Hacker News new | ask | show | jobs
by tyfon 1166 days ago
I've been testing quite a few of these models lately. For me, the absolute best is still the 65B 4-bit quantized llama model with the correct prompt and parameters, both for programming, language and general questions.

I am actually getting about 2 tokens/second with the latest llama.cpp using 16 threads on a 5950x with 64 gb of ram. 16 threads seems to be the sweet spot, any higher and it slows down, any lower and it is less consistent in the time to produce a token.

I am 100% convinced that the AI "market" will be a local thing. Running this and having access to all the information stored in the weights easily and without internet is just so great I think :)

Edit: the responding to itself "bug" is most likely an issue with the prompt you issue. The recent llama.cpp has a good starting point in the examples/chat-13b.sh I am using a modified version of that where I set the 65B model, change the moscow stuff to cairo and the node.js to a small C program.

4 comments

Sounds like you've had some more success w/ w/ raw LLaMA - would def be interested in how you're prompting it.

BTW, for those interested (looks like the markdown rendering is a bit messed up) but here are some notes I'm taking for some of the nuts and bolts for the local models I'm running: https://mostlyobvious.org/?link=%2FReference%2FSoftware%2FGe...

So I didn't see this before today, I will respond anyway and the siblings can also see. There is quite a big difference between the 65B model and especially the 13B and 7B models.

But here is the bash script[0] I launch my "go to" AI, it's called Omnius :)

As written in the previous comment, it is a modified version of the examples/chat-13b.sh that is included in the llama.cpp github.

[0] https://pastebin.com/SeKE3Uac

Ah thanks a lot, I tried out the llama.cpp examples before the k-shot chat prompts, this is definitely much better!
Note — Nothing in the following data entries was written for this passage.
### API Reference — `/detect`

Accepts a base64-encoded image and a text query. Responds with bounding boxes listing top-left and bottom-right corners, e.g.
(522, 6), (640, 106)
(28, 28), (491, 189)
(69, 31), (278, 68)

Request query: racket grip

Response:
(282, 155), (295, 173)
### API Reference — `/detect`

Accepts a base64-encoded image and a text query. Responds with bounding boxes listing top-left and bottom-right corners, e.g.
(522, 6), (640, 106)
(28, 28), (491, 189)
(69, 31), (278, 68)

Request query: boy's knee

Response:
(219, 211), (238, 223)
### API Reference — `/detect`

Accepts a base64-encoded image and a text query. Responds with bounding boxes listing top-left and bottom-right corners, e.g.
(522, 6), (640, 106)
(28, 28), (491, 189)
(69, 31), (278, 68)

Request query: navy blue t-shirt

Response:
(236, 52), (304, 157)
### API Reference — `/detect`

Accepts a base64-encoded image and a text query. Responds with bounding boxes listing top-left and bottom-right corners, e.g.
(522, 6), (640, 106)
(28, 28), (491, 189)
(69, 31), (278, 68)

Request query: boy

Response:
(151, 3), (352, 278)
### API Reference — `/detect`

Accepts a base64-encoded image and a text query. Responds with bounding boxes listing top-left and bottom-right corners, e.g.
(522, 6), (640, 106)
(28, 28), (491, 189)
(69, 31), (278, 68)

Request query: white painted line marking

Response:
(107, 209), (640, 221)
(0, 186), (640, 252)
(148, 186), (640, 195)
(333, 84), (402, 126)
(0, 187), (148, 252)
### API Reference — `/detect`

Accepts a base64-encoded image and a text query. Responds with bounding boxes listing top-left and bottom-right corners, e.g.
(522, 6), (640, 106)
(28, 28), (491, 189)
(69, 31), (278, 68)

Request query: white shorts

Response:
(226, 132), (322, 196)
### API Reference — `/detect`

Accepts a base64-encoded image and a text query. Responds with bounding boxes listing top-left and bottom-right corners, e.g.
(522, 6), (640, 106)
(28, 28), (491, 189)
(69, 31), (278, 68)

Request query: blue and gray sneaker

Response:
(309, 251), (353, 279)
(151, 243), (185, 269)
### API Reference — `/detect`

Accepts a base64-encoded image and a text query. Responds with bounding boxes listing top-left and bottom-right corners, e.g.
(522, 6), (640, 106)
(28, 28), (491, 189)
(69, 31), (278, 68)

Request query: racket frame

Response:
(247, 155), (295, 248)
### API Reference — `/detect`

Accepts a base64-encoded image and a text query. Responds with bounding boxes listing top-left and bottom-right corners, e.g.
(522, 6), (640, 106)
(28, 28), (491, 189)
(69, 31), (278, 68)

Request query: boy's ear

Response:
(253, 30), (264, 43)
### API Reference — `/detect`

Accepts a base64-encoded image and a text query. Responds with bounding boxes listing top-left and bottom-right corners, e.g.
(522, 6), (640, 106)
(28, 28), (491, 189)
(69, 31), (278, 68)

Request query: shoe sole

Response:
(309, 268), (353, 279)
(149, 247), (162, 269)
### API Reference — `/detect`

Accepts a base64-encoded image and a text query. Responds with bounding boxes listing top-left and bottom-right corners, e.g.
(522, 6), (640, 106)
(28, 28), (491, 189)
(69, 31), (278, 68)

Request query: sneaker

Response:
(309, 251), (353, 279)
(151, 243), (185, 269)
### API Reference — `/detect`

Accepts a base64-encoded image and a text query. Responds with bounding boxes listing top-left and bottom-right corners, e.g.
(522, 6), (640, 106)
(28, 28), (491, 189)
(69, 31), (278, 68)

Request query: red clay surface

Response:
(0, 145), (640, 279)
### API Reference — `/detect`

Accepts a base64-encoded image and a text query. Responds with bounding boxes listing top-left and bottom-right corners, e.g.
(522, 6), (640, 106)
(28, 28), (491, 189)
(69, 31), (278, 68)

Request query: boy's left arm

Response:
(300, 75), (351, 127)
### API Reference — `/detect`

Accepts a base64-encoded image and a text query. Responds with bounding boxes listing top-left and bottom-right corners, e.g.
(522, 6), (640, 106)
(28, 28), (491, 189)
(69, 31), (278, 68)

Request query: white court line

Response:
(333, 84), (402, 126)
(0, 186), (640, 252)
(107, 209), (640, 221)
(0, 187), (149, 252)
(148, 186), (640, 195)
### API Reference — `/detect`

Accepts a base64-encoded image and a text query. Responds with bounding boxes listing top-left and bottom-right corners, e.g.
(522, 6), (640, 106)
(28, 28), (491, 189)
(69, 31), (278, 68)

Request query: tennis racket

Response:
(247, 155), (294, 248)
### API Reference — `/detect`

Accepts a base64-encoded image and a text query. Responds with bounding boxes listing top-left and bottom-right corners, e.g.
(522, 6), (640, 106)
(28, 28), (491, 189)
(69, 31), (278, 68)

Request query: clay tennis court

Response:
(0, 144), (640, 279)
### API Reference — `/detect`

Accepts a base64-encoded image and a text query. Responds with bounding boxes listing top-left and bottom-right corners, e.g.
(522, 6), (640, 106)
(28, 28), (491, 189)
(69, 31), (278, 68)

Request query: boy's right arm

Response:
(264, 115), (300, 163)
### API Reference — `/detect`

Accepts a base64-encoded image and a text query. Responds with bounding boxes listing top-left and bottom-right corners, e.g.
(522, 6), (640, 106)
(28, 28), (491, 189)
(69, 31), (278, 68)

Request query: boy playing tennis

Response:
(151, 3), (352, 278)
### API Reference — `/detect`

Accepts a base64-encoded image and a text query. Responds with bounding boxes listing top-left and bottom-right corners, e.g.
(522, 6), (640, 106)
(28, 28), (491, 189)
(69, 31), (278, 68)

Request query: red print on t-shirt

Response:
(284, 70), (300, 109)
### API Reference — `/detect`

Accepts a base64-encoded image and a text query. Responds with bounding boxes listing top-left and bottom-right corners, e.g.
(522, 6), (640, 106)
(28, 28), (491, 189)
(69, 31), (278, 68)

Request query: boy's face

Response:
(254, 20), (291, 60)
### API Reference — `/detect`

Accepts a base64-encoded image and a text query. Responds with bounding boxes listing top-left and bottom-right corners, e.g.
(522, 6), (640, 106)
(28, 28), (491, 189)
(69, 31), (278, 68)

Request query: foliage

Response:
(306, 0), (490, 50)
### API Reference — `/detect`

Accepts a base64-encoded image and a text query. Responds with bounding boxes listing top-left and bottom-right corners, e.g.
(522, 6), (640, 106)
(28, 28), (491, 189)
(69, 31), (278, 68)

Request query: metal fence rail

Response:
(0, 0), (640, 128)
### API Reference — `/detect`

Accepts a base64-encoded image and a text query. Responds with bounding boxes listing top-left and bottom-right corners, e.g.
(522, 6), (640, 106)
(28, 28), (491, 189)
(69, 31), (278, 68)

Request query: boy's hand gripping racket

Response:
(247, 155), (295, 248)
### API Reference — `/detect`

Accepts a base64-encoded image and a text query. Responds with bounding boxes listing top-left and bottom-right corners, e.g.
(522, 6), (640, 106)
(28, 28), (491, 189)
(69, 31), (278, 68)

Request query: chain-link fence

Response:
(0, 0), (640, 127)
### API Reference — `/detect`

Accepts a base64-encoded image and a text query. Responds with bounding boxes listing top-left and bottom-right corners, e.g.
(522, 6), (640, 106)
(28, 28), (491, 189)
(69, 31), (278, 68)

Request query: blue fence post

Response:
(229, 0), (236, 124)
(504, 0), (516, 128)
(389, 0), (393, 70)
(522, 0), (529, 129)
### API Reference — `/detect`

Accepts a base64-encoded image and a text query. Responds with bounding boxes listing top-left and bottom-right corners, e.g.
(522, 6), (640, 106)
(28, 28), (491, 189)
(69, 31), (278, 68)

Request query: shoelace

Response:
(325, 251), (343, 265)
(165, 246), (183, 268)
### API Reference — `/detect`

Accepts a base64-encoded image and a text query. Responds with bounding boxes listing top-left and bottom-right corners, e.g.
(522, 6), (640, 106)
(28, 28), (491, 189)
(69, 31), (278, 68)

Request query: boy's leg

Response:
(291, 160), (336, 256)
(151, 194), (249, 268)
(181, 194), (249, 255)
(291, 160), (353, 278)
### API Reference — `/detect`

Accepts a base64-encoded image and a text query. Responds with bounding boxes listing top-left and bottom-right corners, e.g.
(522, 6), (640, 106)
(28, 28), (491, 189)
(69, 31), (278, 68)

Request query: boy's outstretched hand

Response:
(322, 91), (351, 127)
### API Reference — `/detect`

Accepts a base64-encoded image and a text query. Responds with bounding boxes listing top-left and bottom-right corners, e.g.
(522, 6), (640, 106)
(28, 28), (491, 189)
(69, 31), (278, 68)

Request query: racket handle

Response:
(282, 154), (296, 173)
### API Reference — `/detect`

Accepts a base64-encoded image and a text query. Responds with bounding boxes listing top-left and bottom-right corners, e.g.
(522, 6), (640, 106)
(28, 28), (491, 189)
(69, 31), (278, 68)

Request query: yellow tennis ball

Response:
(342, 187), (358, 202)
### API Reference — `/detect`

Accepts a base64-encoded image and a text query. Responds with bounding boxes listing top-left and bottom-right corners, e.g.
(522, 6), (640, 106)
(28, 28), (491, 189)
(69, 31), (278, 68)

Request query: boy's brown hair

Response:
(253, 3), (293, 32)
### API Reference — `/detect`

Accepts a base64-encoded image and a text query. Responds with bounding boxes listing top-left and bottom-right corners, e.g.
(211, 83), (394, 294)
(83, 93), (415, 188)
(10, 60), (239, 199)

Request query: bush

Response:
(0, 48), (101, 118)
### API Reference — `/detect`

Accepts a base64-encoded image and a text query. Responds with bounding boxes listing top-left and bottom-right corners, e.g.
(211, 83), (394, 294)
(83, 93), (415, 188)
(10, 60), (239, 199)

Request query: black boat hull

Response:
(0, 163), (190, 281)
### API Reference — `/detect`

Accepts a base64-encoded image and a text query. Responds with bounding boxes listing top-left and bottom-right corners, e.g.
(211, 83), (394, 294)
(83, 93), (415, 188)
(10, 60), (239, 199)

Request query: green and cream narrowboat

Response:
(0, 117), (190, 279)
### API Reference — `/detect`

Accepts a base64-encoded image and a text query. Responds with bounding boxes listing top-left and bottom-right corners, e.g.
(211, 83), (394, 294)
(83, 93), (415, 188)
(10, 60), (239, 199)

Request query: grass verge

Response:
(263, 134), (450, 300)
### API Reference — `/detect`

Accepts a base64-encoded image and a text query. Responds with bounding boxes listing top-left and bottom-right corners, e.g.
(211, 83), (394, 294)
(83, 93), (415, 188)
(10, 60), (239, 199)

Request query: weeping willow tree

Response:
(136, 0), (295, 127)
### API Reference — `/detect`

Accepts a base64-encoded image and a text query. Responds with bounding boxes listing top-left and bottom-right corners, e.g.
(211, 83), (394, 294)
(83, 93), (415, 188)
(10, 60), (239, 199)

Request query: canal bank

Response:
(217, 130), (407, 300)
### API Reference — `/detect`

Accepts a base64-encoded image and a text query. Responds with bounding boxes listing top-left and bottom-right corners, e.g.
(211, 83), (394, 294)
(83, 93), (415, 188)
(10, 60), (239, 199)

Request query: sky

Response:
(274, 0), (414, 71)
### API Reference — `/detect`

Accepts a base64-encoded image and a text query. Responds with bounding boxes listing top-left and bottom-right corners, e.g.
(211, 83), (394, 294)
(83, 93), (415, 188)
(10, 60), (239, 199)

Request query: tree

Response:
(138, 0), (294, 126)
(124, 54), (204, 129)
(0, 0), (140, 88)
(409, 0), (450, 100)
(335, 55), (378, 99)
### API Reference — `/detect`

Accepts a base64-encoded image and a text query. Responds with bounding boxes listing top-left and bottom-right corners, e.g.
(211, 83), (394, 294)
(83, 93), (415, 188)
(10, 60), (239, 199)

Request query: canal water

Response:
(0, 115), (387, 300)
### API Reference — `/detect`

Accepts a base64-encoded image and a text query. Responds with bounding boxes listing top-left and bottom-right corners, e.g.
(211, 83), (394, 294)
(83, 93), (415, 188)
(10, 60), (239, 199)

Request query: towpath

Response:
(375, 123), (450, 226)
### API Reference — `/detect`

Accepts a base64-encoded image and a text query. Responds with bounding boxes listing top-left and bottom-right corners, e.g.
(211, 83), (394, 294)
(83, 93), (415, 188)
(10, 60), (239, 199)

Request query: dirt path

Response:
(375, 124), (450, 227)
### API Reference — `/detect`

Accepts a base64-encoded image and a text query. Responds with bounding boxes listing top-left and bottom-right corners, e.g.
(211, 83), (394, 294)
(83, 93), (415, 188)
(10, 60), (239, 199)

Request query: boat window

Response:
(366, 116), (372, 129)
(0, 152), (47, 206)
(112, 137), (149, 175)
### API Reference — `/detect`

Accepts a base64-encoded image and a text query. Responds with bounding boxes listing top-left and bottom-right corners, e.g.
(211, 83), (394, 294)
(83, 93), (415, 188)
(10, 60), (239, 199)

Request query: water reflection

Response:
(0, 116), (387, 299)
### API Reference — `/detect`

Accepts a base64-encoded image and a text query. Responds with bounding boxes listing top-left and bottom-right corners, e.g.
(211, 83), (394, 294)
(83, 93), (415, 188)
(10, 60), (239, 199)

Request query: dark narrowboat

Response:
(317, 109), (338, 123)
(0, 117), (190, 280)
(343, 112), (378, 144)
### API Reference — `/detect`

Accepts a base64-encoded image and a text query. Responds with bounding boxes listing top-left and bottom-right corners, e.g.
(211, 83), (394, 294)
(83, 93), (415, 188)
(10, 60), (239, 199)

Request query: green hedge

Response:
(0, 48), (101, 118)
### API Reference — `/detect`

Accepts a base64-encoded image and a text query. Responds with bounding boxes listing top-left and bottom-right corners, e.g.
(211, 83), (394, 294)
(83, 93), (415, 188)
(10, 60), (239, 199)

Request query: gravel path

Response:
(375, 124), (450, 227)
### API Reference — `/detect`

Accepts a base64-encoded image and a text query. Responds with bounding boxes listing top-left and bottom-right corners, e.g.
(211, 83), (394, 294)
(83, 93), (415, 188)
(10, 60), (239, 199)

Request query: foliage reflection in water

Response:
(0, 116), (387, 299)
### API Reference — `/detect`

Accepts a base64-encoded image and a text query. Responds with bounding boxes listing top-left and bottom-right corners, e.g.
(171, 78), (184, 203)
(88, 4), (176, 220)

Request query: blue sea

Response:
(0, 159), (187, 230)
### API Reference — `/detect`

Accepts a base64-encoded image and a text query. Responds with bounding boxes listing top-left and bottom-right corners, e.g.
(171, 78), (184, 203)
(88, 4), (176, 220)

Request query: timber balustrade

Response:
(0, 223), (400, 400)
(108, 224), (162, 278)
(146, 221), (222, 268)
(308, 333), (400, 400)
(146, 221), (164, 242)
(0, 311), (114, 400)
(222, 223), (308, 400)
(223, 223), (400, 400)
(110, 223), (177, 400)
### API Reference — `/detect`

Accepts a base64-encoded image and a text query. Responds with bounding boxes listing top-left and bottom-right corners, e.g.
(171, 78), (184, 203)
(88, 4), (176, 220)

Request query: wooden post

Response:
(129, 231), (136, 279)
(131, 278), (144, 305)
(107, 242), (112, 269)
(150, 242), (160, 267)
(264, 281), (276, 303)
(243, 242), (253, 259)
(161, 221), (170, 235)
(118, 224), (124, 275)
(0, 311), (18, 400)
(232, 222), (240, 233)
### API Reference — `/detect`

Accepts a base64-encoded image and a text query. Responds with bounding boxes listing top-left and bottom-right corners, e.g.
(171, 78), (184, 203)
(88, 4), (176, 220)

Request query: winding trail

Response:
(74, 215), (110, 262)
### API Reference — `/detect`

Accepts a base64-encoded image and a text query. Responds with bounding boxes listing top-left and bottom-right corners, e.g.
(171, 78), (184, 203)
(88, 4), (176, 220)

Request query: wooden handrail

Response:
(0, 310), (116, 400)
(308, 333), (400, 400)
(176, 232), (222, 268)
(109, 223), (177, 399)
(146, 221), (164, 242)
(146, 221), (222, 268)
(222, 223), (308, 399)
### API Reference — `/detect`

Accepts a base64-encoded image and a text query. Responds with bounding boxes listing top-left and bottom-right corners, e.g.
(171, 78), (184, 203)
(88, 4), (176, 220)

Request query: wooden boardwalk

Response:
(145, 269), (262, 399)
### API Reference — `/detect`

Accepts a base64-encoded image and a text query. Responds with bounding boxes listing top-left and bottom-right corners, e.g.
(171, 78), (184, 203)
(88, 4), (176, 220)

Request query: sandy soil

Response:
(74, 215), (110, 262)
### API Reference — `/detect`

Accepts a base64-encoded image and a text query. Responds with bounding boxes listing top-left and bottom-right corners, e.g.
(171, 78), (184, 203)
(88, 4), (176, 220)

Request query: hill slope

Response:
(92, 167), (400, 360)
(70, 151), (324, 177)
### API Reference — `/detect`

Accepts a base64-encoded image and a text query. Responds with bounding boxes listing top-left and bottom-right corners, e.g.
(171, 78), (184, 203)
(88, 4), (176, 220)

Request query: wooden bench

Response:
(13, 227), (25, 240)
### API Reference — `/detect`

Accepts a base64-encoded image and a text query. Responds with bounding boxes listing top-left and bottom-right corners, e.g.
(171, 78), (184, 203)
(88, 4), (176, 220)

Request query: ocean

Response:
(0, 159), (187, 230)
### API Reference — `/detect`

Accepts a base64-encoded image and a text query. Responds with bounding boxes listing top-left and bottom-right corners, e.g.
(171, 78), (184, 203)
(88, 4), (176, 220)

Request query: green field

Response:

I have a 5950X as well, but sadly, token generation is a bit too slow for me now. (I've had turbo turned off for efficiency as well, but maybe I'll see if the extra cycles helps).

I'm giving 30B a try on my GPU now with https://github.com/oobabooga/text-generation-webui/wiki/LLaM... and if it's not good then will give layer offloading with 65B a try and see if I can get it running well.

super helpful, thank you.
How do you talk to llama? It doesn't respond to instructions, so it's a bit complicated to have it extract keywords and/or summarize texts. Can you please share examples of llama prompts?
See my sibling comment for a bash script to launch it :)

Edit: I have not tried to use it for extracting keywords / summarizing text. Perhaps I shall experiment a bit with it.

Ah yes I can see the prompt. It's very verbose. I'll try to figure out how to use a verbose prompt to make llama extract keywords/summarize.
I really want to try out the 65B model, I hear great things! Sadly none of my computers can handle it, slightly tempted to get more RAM but I’m on a 8 core i7.
I just bought another 64 for my computer that will arrive in the mail after easter. That will allow me to run the full 65B FP16 model, however it will probably be much slower than the 4 bit quantized version as it has to do more math.

My biggest hope in the end is that we will get a library that can utilize the unified memory model of the AMD platform and run these things with a combination of system ram and GPU. I think intel also has something similar in their platforms.

Not sure how well llama.cpp runs with 8 cores and so big weights though, I am really pushing how usable it is due to speed with my 5950x already.

Perhaps we'll even get dedicated AI boards in the end, much like GPUs today.

Could you share your prompts and parameters? I tried it and I didn't really seem to get much better results than ChatGPT or others.